Technique is Secondary to the Music

An educator shares a startling moment of revelation.

In the spring of 1973 I had the opportunity to take my high school band — the John Marshall Junior-Senior High School Symphonic Band — to the University of Wisconsin-Madison for a clinic session with H. Robert Reynolds, then Director of Bands at the University of Wisconsin. Forty-four years later I can still recall the repertoire that we performed that morning: Second Suite in F by Gustav Holst, Trauersinfonie by Richard Wagner, and American Salute.

A smiling man on a balcony.
Craig Kirchhoff.

Following our short performance and Bob’s hour-long clinic, he escorted me to lunch. I was surprised and touched to find him extremely complimentary about the band and our performance. I specifically remember him commenting upon the band’s excellent intonation, ensemble, control of articulation, dynamics, balance and technical facility.

I was feeling quite elated about Bob’s positive evaluation until he looked at me, paused for what seemed to be an eternity, and said the following: “Now that you have accomplished all of this, when are you going to start worrying about the music?”

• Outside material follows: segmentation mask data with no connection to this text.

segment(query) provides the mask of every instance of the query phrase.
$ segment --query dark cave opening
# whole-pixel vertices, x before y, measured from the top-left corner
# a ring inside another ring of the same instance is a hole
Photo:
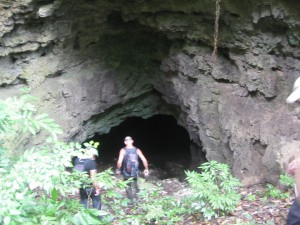
[[[95,134],[89,140],[100,142],[98,163],[102,164],[101,167],[115,168],[119,151],[125,146],[125,136],[134,139],[134,145],[142,150],[150,168],[166,170],[167,165],[171,164],[180,165],[183,171],[189,167],[189,134],[174,117],[168,115],[155,115],[148,119],[130,117],[113,127],[108,134]],[[167,177],[172,175],[169,173]]]

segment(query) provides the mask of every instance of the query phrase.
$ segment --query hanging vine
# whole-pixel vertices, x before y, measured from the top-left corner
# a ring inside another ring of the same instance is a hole
[[[219,18],[220,18],[220,3],[222,0],[216,0],[216,17],[215,17],[215,33],[214,33],[214,50],[212,53],[213,59],[217,57],[218,36],[219,36]]]

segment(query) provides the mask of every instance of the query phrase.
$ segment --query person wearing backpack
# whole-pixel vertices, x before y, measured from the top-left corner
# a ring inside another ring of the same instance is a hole
[[[136,197],[136,194],[139,191],[137,184],[139,175],[139,158],[143,162],[145,176],[149,175],[148,162],[142,151],[133,145],[133,139],[131,137],[125,137],[124,144],[126,147],[120,150],[116,174],[120,175],[122,173],[125,180],[132,178],[132,181],[126,188],[126,194],[130,200],[130,204],[133,205],[134,197]],[[133,189],[135,189],[135,193],[133,193]]]
[[[95,177],[97,174],[97,164],[95,161],[96,155],[98,155],[97,149],[86,149],[81,158],[75,159],[74,170],[87,173],[90,179],[93,179],[93,177]],[[93,202],[93,208],[101,210],[100,187],[97,183],[91,182],[90,187],[80,188],[79,195],[80,202],[85,208],[88,208],[88,200],[91,198]]]

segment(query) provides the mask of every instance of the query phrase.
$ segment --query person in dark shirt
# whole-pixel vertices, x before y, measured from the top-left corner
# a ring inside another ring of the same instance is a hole
[[[75,166],[79,164],[84,165],[84,172],[86,172],[91,179],[97,174],[97,164],[95,157],[98,155],[98,151],[95,148],[89,148],[86,150],[82,158],[75,159]],[[100,187],[96,182],[91,184],[91,187],[80,188],[80,202],[84,205],[85,208],[88,208],[88,199],[92,199],[93,208],[101,209],[101,196],[100,196]]]

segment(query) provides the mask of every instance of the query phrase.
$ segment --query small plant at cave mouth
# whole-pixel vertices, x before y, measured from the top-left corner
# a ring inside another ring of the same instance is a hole
[[[255,201],[257,198],[256,198],[256,195],[254,194],[248,194],[246,197],[245,197],[246,200],[250,201],[250,202],[253,202]]]
[[[232,212],[240,201],[240,181],[233,177],[227,164],[210,161],[198,167],[202,173],[186,171],[193,189],[191,206],[206,219]]]
[[[273,198],[273,199],[285,199],[289,198],[290,194],[288,192],[282,192],[280,189],[276,188],[272,184],[266,185],[265,197]]]
[[[280,175],[279,182],[282,183],[284,186],[286,186],[288,188],[292,188],[294,186],[294,183],[295,183],[293,177],[291,177],[289,175],[285,175],[285,174]]]
[[[279,182],[286,186],[287,188],[292,188],[294,186],[294,179],[291,176],[281,174]],[[283,192],[281,189],[276,188],[272,184],[266,185],[265,198],[273,198],[273,199],[285,199],[289,198],[289,191]]]
[[[142,181],[144,182],[144,181]],[[138,208],[142,215],[141,224],[182,224],[187,206],[174,196],[163,194],[161,186],[141,185]]]

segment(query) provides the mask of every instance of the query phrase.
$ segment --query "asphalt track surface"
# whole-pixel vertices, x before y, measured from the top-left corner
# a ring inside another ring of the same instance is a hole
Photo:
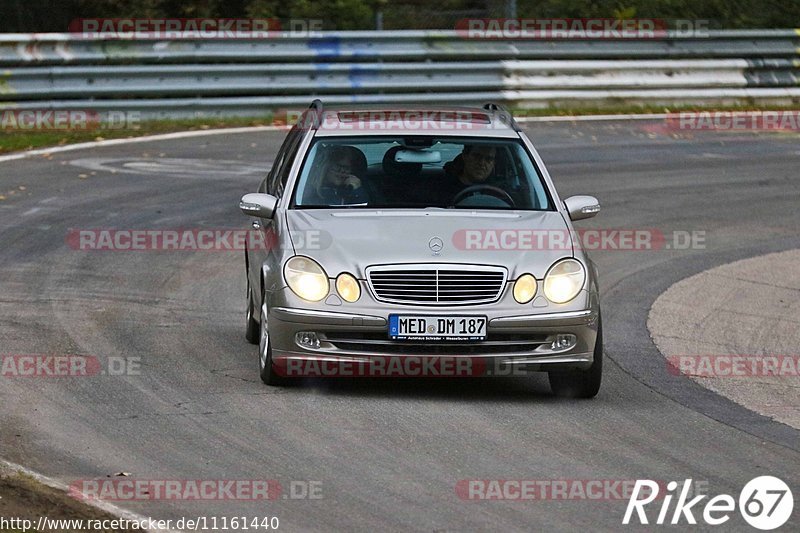
[[[798,431],[669,374],[645,326],[675,281],[800,247],[800,137],[674,138],[658,121],[526,128],[562,197],[600,199],[580,227],[705,232],[705,249],[592,254],[607,357],[594,400],[554,398],[544,375],[264,386],[244,339],[240,253],[66,242],[71,228],[245,228],[239,197],[284,134],[195,137],[0,164],[0,352],[141,359],[140,375],[0,377],[0,455],[67,482],[321,481],[315,500],[120,502],[156,518],[277,516],[284,531],[616,531],[626,506],[464,501],[465,479],[691,478],[738,498],[771,474],[800,499]],[[752,531],[738,513],[723,527]]]

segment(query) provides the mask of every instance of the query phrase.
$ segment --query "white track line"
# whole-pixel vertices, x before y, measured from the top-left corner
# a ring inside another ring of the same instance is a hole
[[[71,152],[72,150],[83,150],[84,148],[99,148],[101,146],[116,146],[119,144],[134,144],[151,141],[168,141],[171,139],[186,139],[189,137],[202,137],[205,135],[224,135],[226,133],[248,133],[259,131],[279,131],[286,129],[286,126],[247,126],[242,128],[222,128],[195,131],[177,131],[174,133],[159,133],[157,135],[142,135],[141,137],[131,137],[126,139],[105,139],[102,141],[90,141],[78,144],[68,144],[66,146],[53,146],[50,148],[37,148],[26,152],[15,152],[13,154],[0,156],[0,163],[25,159],[36,155],[57,154],[60,152]]]
[[[69,492],[69,486],[66,483],[64,483],[62,481],[59,481],[57,479],[53,479],[53,478],[50,478],[50,477],[47,477],[47,476],[43,476],[43,475],[41,475],[41,474],[39,474],[37,472],[34,472],[33,470],[29,470],[29,469],[25,468],[22,465],[18,465],[16,463],[12,463],[10,461],[6,461],[5,459],[0,459],[0,468],[10,470],[11,472],[13,472],[15,474],[24,474],[26,476],[32,477],[33,479],[35,479],[39,483],[42,483],[43,485],[47,485],[48,487],[54,488],[56,490],[60,490],[60,491],[63,491],[63,492]],[[142,516],[140,514],[132,512],[132,511],[127,511],[127,510],[125,510],[125,509],[123,509],[121,507],[117,507],[116,505],[108,503],[108,502],[103,501],[103,500],[90,500],[90,499],[87,499],[87,500],[76,500],[76,501],[82,501],[86,505],[90,505],[92,507],[100,509],[101,511],[105,511],[107,513],[110,513],[110,514],[112,514],[112,515],[114,515],[114,516],[116,516],[118,518],[124,518],[125,520],[136,521],[136,522],[139,522],[139,523],[142,523],[142,522],[146,523],[146,522],[148,522],[150,520],[149,517]],[[142,531],[147,531],[147,530],[142,530]],[[163,533],[163,532],[170,532],[171,530],[152,529],[152,530],[149,530],[149,531],[158,531],[159,533]]]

It was at that moment when the earth seemed to stand still.

I can attest to the fact that it was a very long and conflicted 90 mile bus ride back to Milwaukee. That day changed my entire philosophy about teaching and band conducting. Today, that startling moment of revelation continually reminds me of the daily challenge in rehearsal to remember that technique must always be the “servant,” and music the “master.”